数据透视表和数据交叉表_数据透视表的数据提取

最新推荐文章于 2024-05-08 10:08:59 发布

weixin_26713521

最新推荐文章于 2024-05-08 10:08:59 发布

阅读量388

点赞数

文章标签： python 大数据人工智能 java 算法

原文链接：https://medium.com/analytics-vidhya/data-extraction-with-pivot-tables-a7d980c18dd0

版权

数据透视表和数据交叉表

Consider the data of healthcare drugs as provided in the excel sheet. The concept of pivot tables in python allows you to extract the significance from a large detailed dataset. A pivot table helps in tracking only the required information from the data frames. It summarizes the data. The panda’s pivot table is a good alternative instead of using other tools for analysing the data. The following are the features for using panda’s pivot table.

考虑excel表中提供的保健药物数据。 python中数据透视表的概念使您可以从大型详细数据集中提取重要性。数据透视表有助于仅跟踪数据帧中所需的信息。它汇总了数据。熊猫的数据透视表是一个很好的选择，而不是使用其他工具来分析数据。以下是使用熊猫数据透视表的功能。

It is quicker.
它更快。
It is self-documenting
它是自我记录
It is easy to use for generating a report or email
易于生成报告或电子邮件
It is more flexible in defining the aggregation functions.
定义聚合函数时更加灵活。

Consider this below dataset for execution. Download the dataset which is available here. In this article, you will learn python pivots with many examples.

在下面的数据集中考虑执行。下载可在此处获得的数据集。在本文中，您将通过许多示例学习python数据透视。

The pivot table must have a data frame and an index. Run the below code which has used “Patient Name” as an index.

数据透视表必须具有数据框和索引。运行以下使用“患者姓名”作为索引的代码。

Example 1:

范例1：

import pandas as pdimport numpy as npdf = pd.read_excel(“C:\\Users\\admin\\Desktop\\drugs.xlsx”)data = pd.pivot_table(df,index=[“Patient Name”])print(data)

The pd.pivot_table(df,index=[“Patient Name”])will track the data with “Patient Name” as index. We can also track the data with multiple indexes by providing multiple arguments to the index variable. Run the below Example 2 to see the result.
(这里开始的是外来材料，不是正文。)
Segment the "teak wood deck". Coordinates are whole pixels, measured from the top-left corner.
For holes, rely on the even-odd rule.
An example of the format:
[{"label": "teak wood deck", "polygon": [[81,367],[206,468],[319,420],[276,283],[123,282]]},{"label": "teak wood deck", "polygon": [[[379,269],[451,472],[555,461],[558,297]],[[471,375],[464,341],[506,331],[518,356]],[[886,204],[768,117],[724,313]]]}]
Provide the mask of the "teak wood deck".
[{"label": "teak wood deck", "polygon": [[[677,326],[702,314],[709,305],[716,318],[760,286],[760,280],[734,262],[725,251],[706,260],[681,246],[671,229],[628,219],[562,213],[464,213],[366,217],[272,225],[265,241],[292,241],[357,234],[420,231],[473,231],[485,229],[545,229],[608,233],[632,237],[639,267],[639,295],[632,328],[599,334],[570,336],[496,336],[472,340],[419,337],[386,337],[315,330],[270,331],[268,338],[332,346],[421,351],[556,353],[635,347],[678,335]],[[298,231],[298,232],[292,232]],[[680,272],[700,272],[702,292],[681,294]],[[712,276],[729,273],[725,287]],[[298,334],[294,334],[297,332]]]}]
pd.pivot_table(df，index = [“患者名称”])将以“患者名称”作为索引来跟踪数据。我们还可以通过为index变量提供多个参数来跟踪具有多个索引的数据。运行下面的示例2以查看结果。

Example 2:

范例2：

import pandas as pdimport numpy as npdf = pd.read_excel(“C:\\Users\\admin\\Desktop\\drugs.xlsx”)data = pd.pivot_table(df,index=[“Patient Name”,”Jr Doctor”,”Sr Doctor”])pd.set_option(‘display.max_columns’,None)print(data)

In the above program I have used pd.set_option(‘display.max_columns’,None)for displaying all the columns in a data frame so as to make it visible in a terminal output window during the program execution. The pd.pivot_table(df,index=[“Patient Name”,”Jr Doctor”,”Sr Doctor”])data will now track the data with the corresponding index names. For suppose if we don’t want Serial and Units columns as it is not useful than we can explicitly remove these columns by providing the values field. Run the below code of Example 3 to see the result.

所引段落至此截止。